Six borrowers came with deals despite the risk-off tone, but they paid a price to access the market, which had set a new quarterly record for supply just a day earlier.

Goldman paid a new issue concession of around 9bp on its US$2.5bn 3.75-year non-call 2.75-year deal, compared to 3bp-4bp on its last trade, a US$3bn 5NC4 and 10NC9 priced in February.

Kimco Realty launched its US$400m 10-year deal at T+145bp, the tight end of T+145bp-150bp initial price thoughts, while Santander Holdings USA only managed to tighten pricing to 5bp inside IPTs, launching its US$1bn five-year deal at T+180bp.

“In general issuers are paying a little more concession just because the market is demanding it,” said a buyside trader. “It just shows you where the market has got to.”

The market opened with a weaker tone as new issues sold earlier in the week widened sharply in secondary.

Mining giant Glencore saw its new US$1bn 10-year bond trading at 179bp over Treasuries, 9bp wider from Tuesday’s pricing, according to MarketAxess data.

Dutch bank ING, whose US$4bn trade was the biggest bond in Tuesday’s session, also traded wider after prosecutors announced a corruption investigation.

POLITICAL CONCERNS

Analysts said much of the slide in markets was attributable to worries about President Donald Trump’s ability to enact reforms that were at the center of his election campaign.

Trump and Republican congressional leaders appeared to be losing the battle to get enough support in the House of Representatives to pass their Obamacare rollback bill.

The current House Republican rollback plan is scheduled for a floor vote on Thursday.

Doubts about repealing his predecessor’s healthcare program have led to wider questions about Trump’s plans for tax reform - plans that have bolstered the market since his election.

“The immediate cause of the weakness in secondary is concerns that Trump’s legislative agenda is going off the rails,” said one credit analyst.

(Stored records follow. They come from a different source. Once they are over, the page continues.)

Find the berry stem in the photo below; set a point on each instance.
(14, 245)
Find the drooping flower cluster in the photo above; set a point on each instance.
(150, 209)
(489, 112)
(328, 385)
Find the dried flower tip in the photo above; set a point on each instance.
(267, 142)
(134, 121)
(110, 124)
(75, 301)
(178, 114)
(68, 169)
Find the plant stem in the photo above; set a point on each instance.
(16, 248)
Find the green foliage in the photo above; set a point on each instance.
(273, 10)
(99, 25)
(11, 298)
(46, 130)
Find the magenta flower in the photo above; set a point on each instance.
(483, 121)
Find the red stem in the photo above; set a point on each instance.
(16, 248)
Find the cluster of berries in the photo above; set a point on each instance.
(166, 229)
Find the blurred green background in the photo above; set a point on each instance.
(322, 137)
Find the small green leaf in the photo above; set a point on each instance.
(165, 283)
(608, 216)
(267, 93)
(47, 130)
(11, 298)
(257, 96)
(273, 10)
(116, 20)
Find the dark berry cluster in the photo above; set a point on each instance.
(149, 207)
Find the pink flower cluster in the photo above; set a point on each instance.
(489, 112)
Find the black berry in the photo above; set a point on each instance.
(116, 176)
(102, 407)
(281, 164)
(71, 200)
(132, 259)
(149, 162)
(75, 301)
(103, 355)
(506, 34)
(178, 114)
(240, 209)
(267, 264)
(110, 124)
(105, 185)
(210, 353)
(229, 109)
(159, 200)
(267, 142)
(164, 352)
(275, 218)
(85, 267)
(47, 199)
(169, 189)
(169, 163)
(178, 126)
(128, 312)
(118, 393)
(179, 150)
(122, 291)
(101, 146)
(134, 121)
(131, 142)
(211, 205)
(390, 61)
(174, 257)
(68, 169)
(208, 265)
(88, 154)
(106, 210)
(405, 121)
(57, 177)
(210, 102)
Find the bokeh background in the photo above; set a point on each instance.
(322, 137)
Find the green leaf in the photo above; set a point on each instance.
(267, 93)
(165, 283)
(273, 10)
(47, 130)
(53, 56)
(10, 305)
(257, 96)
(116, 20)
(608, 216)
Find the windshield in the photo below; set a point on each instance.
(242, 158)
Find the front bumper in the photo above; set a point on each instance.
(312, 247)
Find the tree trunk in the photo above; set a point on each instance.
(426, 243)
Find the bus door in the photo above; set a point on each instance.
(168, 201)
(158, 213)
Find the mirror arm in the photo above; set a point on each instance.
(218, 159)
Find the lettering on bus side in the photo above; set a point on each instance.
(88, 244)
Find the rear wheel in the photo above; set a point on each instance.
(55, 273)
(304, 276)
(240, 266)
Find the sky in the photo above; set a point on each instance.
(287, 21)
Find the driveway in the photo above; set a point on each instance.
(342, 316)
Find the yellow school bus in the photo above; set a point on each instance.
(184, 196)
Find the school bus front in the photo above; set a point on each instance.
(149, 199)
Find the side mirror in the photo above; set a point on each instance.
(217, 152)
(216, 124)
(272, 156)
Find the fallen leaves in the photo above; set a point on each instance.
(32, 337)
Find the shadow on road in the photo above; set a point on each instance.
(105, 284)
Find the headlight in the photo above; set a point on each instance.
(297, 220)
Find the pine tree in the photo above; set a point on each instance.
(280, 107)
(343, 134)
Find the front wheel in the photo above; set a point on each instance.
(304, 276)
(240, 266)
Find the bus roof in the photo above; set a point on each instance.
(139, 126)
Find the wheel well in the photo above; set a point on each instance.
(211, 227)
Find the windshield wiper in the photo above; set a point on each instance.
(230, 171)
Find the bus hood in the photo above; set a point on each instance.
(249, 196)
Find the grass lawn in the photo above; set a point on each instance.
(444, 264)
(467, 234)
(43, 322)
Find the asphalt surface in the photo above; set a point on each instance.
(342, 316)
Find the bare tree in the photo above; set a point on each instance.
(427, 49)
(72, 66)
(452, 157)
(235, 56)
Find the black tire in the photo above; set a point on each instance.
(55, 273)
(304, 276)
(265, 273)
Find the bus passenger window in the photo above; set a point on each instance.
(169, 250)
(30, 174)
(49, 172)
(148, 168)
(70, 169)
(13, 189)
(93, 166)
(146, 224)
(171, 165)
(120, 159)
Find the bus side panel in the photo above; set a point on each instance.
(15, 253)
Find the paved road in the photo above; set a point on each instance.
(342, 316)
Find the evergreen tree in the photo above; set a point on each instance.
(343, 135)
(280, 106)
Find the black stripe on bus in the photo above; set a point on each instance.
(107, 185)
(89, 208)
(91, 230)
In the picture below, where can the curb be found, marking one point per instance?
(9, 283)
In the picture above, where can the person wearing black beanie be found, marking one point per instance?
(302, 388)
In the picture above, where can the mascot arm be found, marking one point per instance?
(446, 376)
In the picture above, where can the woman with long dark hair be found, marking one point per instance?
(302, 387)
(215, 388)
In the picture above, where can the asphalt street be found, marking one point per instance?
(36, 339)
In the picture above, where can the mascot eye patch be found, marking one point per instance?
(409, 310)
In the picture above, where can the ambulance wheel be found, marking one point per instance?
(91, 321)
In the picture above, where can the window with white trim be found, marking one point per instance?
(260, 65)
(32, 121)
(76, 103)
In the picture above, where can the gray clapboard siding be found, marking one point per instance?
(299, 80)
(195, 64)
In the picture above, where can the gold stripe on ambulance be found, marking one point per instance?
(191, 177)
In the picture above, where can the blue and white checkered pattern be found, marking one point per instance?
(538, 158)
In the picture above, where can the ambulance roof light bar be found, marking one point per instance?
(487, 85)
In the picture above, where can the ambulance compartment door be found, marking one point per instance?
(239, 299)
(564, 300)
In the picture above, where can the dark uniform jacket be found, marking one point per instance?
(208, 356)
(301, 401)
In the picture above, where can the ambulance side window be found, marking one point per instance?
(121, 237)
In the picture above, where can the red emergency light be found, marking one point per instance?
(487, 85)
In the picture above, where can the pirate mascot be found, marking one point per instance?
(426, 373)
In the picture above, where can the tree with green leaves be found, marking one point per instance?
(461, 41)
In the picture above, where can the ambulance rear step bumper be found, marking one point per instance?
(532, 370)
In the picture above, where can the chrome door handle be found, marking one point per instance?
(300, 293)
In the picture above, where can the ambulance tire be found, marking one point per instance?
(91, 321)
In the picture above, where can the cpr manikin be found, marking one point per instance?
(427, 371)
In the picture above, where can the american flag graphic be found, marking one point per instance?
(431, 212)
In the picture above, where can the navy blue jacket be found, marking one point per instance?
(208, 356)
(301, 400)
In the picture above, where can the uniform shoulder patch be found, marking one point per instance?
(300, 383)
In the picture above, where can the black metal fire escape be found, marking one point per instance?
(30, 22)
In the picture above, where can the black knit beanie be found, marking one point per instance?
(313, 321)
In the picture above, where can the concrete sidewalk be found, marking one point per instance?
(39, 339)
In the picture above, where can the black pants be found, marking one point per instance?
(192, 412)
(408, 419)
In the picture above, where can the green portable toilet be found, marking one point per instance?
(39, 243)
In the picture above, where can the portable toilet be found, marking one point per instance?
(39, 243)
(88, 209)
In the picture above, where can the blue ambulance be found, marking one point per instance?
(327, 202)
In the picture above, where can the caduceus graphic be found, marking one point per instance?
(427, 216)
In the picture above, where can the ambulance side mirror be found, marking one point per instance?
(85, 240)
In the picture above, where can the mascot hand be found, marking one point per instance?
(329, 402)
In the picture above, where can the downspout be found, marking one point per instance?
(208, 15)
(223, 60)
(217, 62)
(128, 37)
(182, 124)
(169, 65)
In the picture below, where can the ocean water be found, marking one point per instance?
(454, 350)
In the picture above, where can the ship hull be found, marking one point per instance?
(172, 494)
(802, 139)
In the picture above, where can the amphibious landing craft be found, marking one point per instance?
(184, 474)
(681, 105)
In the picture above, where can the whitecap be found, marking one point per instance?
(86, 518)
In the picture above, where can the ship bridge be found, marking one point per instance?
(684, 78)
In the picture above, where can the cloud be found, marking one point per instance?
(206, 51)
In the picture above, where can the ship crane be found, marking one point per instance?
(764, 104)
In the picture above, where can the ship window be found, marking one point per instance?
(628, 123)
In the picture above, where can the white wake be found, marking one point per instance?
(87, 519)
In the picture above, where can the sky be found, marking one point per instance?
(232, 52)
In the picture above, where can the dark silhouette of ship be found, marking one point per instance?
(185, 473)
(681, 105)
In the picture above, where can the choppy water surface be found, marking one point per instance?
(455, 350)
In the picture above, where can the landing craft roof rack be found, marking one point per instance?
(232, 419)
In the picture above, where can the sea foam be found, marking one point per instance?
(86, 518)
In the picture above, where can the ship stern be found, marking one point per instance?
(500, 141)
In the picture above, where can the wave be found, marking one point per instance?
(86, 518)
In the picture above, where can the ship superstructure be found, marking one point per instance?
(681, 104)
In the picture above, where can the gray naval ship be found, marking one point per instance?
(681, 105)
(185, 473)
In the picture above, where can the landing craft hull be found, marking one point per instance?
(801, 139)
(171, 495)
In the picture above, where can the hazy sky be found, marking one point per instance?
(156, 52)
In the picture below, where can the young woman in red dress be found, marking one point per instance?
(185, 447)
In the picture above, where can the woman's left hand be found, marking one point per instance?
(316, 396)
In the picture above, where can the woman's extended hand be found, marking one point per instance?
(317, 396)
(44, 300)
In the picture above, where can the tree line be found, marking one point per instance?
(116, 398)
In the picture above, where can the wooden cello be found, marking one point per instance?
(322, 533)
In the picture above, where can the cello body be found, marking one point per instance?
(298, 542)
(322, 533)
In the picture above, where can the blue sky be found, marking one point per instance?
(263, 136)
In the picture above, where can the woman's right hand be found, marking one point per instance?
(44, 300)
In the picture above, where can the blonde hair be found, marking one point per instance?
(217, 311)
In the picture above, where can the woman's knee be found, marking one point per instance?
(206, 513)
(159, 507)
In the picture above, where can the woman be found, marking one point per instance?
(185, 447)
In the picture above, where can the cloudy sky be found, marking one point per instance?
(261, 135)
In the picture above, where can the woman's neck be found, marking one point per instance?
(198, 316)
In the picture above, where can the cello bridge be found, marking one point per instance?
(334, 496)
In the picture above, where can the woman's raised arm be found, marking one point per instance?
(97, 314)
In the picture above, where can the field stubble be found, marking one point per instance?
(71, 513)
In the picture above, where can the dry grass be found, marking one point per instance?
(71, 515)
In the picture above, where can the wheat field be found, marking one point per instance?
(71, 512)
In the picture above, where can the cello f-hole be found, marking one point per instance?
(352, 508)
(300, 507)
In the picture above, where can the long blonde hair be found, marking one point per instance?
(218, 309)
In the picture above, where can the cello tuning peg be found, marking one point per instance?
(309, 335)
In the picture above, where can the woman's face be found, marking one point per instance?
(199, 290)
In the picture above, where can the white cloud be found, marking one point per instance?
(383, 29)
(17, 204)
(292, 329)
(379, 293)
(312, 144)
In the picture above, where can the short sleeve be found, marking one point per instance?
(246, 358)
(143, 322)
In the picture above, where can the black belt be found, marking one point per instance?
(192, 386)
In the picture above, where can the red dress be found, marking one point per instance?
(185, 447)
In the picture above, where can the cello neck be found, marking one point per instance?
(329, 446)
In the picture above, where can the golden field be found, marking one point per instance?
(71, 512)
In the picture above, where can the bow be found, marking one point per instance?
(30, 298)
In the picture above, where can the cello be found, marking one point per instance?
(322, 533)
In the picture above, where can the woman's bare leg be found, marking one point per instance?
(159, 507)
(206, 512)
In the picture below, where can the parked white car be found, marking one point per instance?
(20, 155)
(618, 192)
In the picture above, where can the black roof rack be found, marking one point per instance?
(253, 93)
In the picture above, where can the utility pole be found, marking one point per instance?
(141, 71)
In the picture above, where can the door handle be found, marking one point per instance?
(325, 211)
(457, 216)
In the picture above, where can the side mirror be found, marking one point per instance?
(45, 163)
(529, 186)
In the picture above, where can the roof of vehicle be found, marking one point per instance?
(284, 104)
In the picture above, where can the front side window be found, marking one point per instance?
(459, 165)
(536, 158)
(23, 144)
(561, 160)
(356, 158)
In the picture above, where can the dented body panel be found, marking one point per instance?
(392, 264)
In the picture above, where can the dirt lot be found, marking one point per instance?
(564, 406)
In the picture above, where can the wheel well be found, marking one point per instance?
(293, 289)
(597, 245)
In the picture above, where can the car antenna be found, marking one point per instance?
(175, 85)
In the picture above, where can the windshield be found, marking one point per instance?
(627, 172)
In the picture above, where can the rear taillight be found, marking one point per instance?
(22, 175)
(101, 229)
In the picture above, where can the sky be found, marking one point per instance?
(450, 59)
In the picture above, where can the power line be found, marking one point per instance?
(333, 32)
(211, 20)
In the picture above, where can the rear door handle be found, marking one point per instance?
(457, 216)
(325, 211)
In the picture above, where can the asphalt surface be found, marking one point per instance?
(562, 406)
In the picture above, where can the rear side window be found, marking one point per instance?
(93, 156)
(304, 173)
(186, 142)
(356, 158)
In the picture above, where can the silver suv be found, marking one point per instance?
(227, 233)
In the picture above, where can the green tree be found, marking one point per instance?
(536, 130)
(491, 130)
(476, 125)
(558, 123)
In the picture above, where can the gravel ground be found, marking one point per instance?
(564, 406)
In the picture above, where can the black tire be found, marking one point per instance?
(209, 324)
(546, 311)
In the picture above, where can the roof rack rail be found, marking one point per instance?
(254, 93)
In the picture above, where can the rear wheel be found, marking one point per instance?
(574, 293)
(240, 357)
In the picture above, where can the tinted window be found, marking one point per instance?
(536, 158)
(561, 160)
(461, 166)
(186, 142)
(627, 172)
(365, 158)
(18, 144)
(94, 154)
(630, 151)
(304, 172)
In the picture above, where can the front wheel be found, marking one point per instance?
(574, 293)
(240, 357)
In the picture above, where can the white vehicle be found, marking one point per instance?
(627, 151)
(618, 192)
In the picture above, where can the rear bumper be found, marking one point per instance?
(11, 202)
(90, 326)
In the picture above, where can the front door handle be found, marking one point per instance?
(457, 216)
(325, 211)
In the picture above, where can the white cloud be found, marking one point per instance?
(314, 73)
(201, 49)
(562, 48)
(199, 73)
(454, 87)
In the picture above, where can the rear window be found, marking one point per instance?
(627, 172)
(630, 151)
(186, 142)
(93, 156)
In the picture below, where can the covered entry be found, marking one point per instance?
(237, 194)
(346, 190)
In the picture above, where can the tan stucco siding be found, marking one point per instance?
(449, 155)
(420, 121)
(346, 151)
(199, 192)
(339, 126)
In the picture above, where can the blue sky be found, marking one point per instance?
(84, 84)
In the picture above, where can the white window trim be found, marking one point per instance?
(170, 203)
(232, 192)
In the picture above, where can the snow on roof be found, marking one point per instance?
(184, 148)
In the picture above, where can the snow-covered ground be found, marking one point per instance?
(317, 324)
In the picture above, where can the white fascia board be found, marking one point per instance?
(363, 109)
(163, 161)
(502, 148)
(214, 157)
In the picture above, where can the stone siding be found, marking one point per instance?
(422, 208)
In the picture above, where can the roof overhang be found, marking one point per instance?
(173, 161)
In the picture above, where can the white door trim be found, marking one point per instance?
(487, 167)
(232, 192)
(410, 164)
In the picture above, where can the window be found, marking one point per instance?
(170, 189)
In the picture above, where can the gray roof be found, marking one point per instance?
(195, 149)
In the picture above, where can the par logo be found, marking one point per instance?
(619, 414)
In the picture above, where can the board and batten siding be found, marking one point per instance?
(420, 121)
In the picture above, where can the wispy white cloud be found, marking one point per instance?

“The fear is that if he doesn’tmake progress on tax reform, that will start to manifest itself in a more direct way in financial markets, which have rallied on the back of this policy rhetoric.”

Those worries helped push the stock market into its worst day of 2017 on Tuesday, with major US indices shedding between 1.1% and 1.8%.

After a soft start on Wednesday, US stocks were trading flat to modestly higher by late afternoon.

“One of the big questions this year has been whether equity market euphoria or bond market scepticism reflected the correct read on US policy risks with the new administration,” Bank of America Merrill Lynch analysts said in a note.

“It is not yet clear whether this warrants a tactically more defensive stance on credit. But volatility should be higher and we should see more days like this.”

The US high-grade market on Tuesday topped US$370bn in issuance for the quarter, easily the biggest quarter for volume on record. After Wednesday’s six deals - for US$5.2bn in all - the year’s tally is now US$375.631bn, according to IFR data.

But some analysts said the supply surge was contributing to the sell-off, as it was testing the ability of dealer banks to cope with primary volumes.

“Because we’ve had close to US$100bn of supply over the month, dealers are basically long paper,” said Neil Sutherland, a portfolio manager at Schroders.

“Their ability and capacity to absorb selling is more limited.”